Lektion 1: Gönnen Sie Ihrem inneren Beagle Auslauf

Als wir uns kennen lernten, war Enno drei Monate alt, und seit diesem Tag versuche ich, ihm beizubringen, wie sich ein braver Hund zu benehmen hat. Dass ein braver Hund keine Enten erschreckt, niemals Mülleimer plündert und nur aufs Sofa hüpft, wenn Frauchen es ihm erlaubt hat - um mal einige der Spielregeln zu nennen, die ich für unser Zusammenleben definiert habe.

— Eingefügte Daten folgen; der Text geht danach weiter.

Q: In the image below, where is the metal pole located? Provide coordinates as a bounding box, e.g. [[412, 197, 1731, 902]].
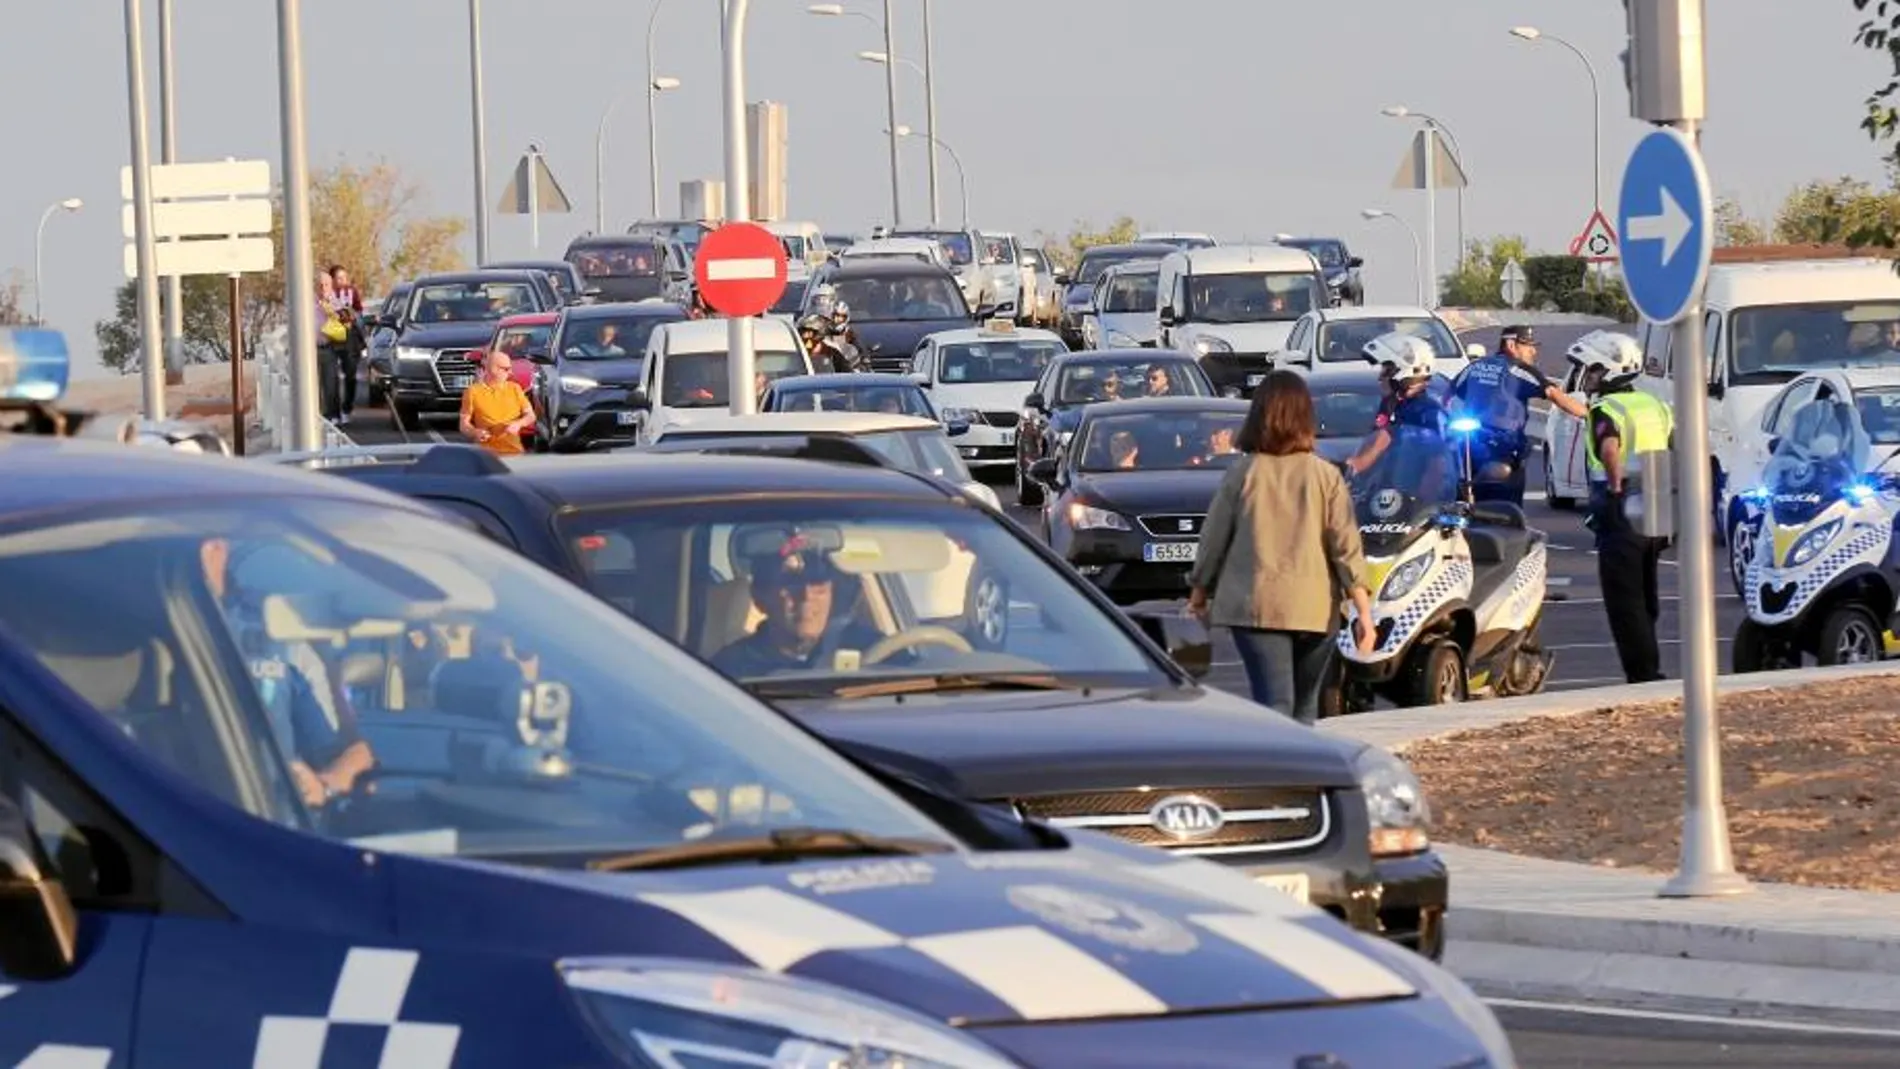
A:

Und weil Enno keinen Stress mit Frauchen will, hält er sich daran. Meistens. Doch in mehr oder weniger regelmäßigen Abständen geht er in die Testphase und macht, was er will. Einfach mal sehen, was passiert. Könnte ja sein, dass Frauchen es nicht merkt oder sich am Benimm-Kodex zwischenzeitlich was geändert hat. Einen Versuch ist es wert, oder? Wäre doch zu schade, sich die Chance auf Spaß entgehen zu lassen.

Enno ist eben kein Schäferhund, sondern ein Beagle und damit so was wie das gallische Dorf unter den Hunderassen: eigenwillig, querköpfig, freiheitsliebend und abenteuerlustig, dabei ungeheuer charmant, witzig und gutmütig. Er lässt sich zwar nicht auf den Punkt genau abrichten, dafür ist er aber immer wieder überraschend.

Seit Enno zu mir gehört, denke ich oft, dass wohl in jedem von uns eine Art kleiner Beagle steckt, der sich allen Versuchen, ihn zum Schäferhund umzuerziehen, widersetzt hat. Und dass man bestimmt sehr viel mehr vom Leben hätte, wenn man sich traute, diesen Revoluzzer hin und wieder herauszulassen - um Grenzen auszuloten, über die Stränge zu schlagen, um sich selbst zu überraschen. Einfach mal sehen, was passiert.

Und vielleicht findet man dabei sogar heraus, dass das ein oder andere "Darf ich nicht, kann ich nicht, geht nicht" eigentlich nur im eigenen Kopf existiert. Einen Versuch wäre es doch wert, oder? Ich habe zum Beispiel neulich zum ersten Mal einen Mann in der Bar angequatscht - es wurde ein sehr, sehr netter Abend...

Lektion 2: Genießen Sie das Leben auf Hunde-Art

Die Gegenwart ist ein Ort, an dem man sich viel zu selten aufhält. Man isst einen schönen, fetten Schweinebraten - und denkt, dass man am nächsten Tag unbedingt kürzertreten muss. Trifft einen tollen Mann - und vergleicht ihn mit dem Verflossenen. Sitzt mit einer Freundin in der Sauna - und grübelt über all das nach, was man im Büro schon wieder nicht geschafft hat.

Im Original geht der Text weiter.